Ze stopten hem een papiertje in de hand en zakten weer door hun knieën.
‘Dit is gewoon een adres’, zei Dos Pupusas, ‘van de kerk van Santa Ana, bij de centrale bananenmarkt als ik mij niet vergis.’
‘Een kerk, natuurlijk’, zeiden de mannen verbaasd, ‘wat had het anders kunnen zijn.’
Dos Pupusas gaf het papiertje terug.
‘Weet u waar de centrale bananenmarkt is?’ vroegen ze.
‘Ja hoor, een blok of tien west van hier. Bent u voor het eerst in de stad?’
‘Ja, ja’, zeiden ze, ‘wij komen van de kust, vissers zijn we, vissers van Jezus.’
Dos Pupusas had wel eerder vissers van Jezus ontmoet, en boeren en arbeiders en taxi-chauffeurs en kinderen van Jezus, maar hij had toch niets beters te doen en zakte door zijn knieën en gaf de mannen een sigaret. Ze hadden de beste padre van de wereld, padre John Juan die altijd zei dat hij geen padre was maar hun broeder en alles van Jezus had uitgelegd. Maar vorige maand was padre John Juan ineens niet thuis en we dachten eerst dat hij op reis was maar hij kwam ook niet terug en daarom zijn we van de kust gekomen want hier weten ze waar verdwenen mensen zijn.
‘Waar hier?’ vroeg Dos Pupusas.
‘In de kerk natuurlijk, hier op het papiertje.’
Ze liepen Delgado uit tot España, links het plein over, dan rechts langs de Correos tot bij de bananenmarkt. De kerk van Santa Ana stond evenwijdig aan 2 Sur, de ingang was aan 5 Poniente, zoals op het papiertje. De trappen waren vol handelaars en bedelaars, maar binnen was het stil. En wat nu? dacht Dos Pupusas, maar de vissers liepen door en knielden voor het altaar. Dos Pupusas ging op de eerste rij zitten. Een vrouw in een gele jurk - ze moest ook door het gangpad zijn gekomen, want hij had haar niet gezien - stond plotseling naast hem.
‘Ons kantoor is hier achter’, zei ze zacht.

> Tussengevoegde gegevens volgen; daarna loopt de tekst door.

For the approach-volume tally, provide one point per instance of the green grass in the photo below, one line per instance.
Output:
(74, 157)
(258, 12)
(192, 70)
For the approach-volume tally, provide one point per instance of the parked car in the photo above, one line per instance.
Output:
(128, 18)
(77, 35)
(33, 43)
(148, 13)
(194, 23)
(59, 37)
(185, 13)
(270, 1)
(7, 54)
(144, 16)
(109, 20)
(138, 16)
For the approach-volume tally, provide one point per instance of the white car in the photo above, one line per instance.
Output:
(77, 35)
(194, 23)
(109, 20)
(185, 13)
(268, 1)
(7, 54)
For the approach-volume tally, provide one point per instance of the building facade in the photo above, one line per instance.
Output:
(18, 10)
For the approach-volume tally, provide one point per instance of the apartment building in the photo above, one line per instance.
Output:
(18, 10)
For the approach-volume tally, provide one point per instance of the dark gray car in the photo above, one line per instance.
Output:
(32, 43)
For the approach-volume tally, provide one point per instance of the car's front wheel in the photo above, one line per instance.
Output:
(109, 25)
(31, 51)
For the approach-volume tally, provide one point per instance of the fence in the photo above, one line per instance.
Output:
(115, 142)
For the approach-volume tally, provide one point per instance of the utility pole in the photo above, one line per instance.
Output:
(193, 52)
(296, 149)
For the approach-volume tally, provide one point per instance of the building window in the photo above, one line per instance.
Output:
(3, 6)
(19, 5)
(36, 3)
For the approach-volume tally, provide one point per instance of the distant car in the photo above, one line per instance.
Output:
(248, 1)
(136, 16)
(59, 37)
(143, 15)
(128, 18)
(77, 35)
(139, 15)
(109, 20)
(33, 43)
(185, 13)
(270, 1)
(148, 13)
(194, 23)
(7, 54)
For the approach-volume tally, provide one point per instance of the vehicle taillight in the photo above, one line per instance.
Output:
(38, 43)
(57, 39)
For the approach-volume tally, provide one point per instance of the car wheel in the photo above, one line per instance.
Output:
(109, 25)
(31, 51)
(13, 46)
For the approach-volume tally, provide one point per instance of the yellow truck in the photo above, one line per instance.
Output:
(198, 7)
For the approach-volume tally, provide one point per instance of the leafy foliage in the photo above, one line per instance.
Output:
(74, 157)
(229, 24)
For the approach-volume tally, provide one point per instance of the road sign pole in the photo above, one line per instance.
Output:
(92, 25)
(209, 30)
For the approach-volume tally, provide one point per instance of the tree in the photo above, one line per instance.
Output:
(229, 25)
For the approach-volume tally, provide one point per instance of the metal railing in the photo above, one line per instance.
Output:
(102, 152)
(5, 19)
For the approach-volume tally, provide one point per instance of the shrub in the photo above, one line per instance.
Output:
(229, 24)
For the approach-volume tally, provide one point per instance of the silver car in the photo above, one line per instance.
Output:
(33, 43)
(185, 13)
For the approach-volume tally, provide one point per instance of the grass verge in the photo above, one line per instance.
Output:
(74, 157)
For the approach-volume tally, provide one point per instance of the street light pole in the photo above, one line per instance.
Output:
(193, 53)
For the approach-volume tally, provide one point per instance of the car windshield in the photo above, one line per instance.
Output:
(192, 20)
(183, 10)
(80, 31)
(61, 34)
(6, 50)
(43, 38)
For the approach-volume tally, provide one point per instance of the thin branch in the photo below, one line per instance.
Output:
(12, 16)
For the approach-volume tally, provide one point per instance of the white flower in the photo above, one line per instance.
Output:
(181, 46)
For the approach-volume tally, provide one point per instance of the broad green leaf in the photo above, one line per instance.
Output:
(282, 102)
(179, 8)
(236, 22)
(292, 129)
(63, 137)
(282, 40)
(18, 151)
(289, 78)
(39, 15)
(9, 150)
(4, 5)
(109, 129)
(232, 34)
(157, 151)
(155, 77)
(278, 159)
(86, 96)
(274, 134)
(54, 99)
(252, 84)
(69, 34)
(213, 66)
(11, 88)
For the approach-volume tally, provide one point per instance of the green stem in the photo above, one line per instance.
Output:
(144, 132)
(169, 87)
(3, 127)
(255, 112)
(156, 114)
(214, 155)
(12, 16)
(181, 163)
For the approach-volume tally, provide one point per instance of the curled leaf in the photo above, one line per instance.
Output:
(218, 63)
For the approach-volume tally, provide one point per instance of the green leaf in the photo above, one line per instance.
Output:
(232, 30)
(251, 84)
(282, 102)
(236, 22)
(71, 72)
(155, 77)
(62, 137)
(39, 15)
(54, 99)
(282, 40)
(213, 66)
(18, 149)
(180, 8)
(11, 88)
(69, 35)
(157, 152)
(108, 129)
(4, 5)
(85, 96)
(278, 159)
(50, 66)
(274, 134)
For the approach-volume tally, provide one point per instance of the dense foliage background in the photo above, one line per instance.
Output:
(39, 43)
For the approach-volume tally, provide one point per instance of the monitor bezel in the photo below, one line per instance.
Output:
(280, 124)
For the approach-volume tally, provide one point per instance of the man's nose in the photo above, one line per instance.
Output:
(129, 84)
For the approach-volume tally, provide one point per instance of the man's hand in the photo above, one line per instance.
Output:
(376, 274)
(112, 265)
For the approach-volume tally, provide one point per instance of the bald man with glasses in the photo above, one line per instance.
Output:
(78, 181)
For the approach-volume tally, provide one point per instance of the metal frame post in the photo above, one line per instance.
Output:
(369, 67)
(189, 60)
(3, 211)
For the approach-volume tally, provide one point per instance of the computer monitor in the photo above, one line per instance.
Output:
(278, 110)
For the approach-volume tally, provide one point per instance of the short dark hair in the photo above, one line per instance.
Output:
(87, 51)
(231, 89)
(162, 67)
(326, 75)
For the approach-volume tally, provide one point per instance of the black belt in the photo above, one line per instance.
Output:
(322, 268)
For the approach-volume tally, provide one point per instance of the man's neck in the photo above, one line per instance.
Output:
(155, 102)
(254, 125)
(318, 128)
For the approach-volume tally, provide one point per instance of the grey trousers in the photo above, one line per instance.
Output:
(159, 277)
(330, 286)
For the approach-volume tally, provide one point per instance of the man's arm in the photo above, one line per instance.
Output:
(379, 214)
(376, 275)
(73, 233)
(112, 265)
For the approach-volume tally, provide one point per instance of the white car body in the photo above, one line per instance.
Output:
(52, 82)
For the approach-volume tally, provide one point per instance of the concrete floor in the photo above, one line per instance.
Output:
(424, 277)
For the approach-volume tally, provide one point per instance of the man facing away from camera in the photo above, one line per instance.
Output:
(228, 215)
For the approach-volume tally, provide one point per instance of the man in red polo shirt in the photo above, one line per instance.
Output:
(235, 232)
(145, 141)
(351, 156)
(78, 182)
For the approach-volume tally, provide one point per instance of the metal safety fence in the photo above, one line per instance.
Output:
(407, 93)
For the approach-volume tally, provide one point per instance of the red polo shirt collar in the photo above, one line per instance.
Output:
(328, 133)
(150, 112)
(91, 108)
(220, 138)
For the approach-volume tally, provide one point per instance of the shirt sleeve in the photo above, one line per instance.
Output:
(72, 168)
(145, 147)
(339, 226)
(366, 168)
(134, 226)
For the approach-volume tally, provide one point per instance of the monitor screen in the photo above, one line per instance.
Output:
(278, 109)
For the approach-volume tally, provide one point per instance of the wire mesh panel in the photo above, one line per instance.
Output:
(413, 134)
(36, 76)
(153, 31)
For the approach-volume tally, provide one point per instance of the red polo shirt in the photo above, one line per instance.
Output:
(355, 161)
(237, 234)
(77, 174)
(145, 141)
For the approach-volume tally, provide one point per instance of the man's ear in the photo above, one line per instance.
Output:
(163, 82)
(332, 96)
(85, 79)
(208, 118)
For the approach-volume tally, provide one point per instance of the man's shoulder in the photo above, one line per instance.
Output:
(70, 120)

‘Wat kantoor?’ zei Dos Pupusas.
‘Van de verdwenen mensen.’
Ze ging hen voor door een deur opzij van het altaar naar een binnenplaats met gras en onkruid en een boom en onder de boom een gebouwtje, een schuur met een dak van golfplaat. Voor de schuur stond een houten picnictafel met banken aan weerszijden. Op de ene bank zaten drie vrouwen. De vrouw in het midden vertelde huilend een verhaal en de andere twee knikten en snikten met haar mee. Op de andere bank zat naast een jongeman die het verhaal in het engels vertaalde een gringo die in een schrift schreef. ‘Kan ik Samara spreken?’ vroeg Dos Pupusas aan de vrouw in de gele jurk.
‘Die is op het moment niet hier.’
‘Kan ik op haar wachten dan?’
‘Vraag Pedro maar’, zei ze terwijl ze met de vissers het schuurtje binnenging. Dos Pupusas leunde tegen de boom en wachtte. De vergadering aan de picnictafel duurde lang. De vrouw in het midden had veel te vertellen en ook veel tranen en de gringo vroeg wel niet zo veel, maar Pedro had last van zijn engels. De drie vissers kwamen uit het schuurtje.
‘En, wat nieuws?’ zei Dos Pupusas.
‘Alles komt in orde’, zeiden ze. ‘Ze heeft alles vastgesteld met de schrijfmachine.’
Tenslotte stond de gringo op en bedankte met twee handen de vrouw in het midden die zei dat hij toch vooral de wereld moest laten weten en toen weer in huilen uitbarstte terwijl haar vriendinnen links en rechts haar met hulp van Pedro naar de zijdeur van de kerk duwden. Dos Pupusas ging aan de picnictafel zitten.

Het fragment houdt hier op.